There is no easy way to drop rows by line number because Spark DataFrames do not by default have a concept of order1. There is no "first" or "last" row - each row is treated as an independent block of structured data. This is fundamental to spark and is what what allows it to distribute/parallelize computing - each executor can pick up an arbitrary chunk of the data and process is.
Although your question asks how to drop the first and last rows, I assume what you actually want is to keep the data which follow the correct schema.
If you know the correct schema ahead of time, you can pass it into spark.read.csv
and use mode="DROPMALFORMED"
:
from pyspark.sql.types import IntegerType, StringType, StructField, StructType
schema = StructType(
[
StructField('a', IntegerType()),
StructField('b', StringType()),
StructField('c', StringType()),
StructField('d', IntegerType())
]
)
df = spark.read.csv('sample.txt', sep="|", mode="DROPMALFORMED", schema=schema)

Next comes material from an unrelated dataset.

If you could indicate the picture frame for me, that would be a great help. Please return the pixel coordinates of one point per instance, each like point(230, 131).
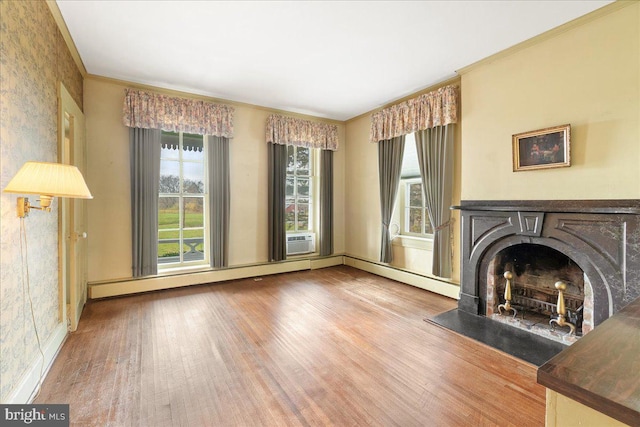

#+---+------+--------+-------+
#| a| b| c| d|
#+---+------+--------+-------+
#|123|sample|customer| 3433|
#|786| ex| data|7474737|
#|987| solve| data| 6364|
#+---+------+--------+-------+
Notes:
You can introduce order via a sort
or with a Window
function. See: Pyspark add sequential and deterministic index to dataframe (and check out the posts linked in the question).
If you truly wanted to drop the first and last rows, you can add line numbers to rdd with zipWithIndex()
, and use this to filter out the smallest and largest line numbers.